A millipede has a body that is made up of numerous parts and the first four parts of a millipede’s body are the thoracic parts which each bear a single pair of legs. The stomach part of the millipede has two sets of legs. When a millipede wants to get rid of an enemy, they simply roll into a defensive ball, and many millipedes can do one of three different things to get rid of the enemy. The second way that a millipede gets rid of an enemy is to give out a poisonous gas or a foul odor. Some of the millipede are adapted to become powerful burrowers that will burrow into the ground to get away from enemies as well as bad weather.
Archispirostreptus gigas, a giant African millipede, feeding on a fruit. © Bill Bumgarner.
What do they eat?
There are over ten thousand different types of millipede in the world and they are detritivores, which means they live off decaying plants and animal matter found the moist microhabitats. They will moisturize the food with their secretions and they will scrape the food in with their jaw. Millipedes will get the moisture that they need from the green grass, green leaves, and the soft roots of the living plants that they eat.
Not all eat decaying matters
Narceus americanus, an adult American giant millipede, feeding on a cucumber. © Matt Reinbold.

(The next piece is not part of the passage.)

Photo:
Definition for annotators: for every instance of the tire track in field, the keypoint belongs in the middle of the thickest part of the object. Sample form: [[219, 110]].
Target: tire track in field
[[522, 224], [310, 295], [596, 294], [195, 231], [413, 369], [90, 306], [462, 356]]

Most millipedes are herbivorous and will feed on decomposing vegetation or organic matter that is mixed with the top soil. A few species of millipedes are considered to be omnivorous or carnivorous which means they will prey on small insects, young centipedes and earthworms . Some species of millipede have piercing mouth parts that allow them to feed on the plant juices.
Their digestive system
The digestive part of the millipede is simply a tube with two pairs of salivary glands to help digest the food that millipede is lucky enough to find. Many millipedes will moisten their food with their saliva.
Where are they found?
Millipedes prefer to live outside, since they need a lot of moisture, and enjoy living in damp areas. They will be found living in gardens and flowerbeds. They will live under mulch, dead leaves, and grass clippings.
They are a minor pest
They are considered to be minor pest in either a garden or a greenhouse, because they can cause severe damage to emergent seedlings. Signs of the damage that they can cause are the stripping of outer leaves of a young plant stem, and they can also cause irregular damage to leaves and the plant itself.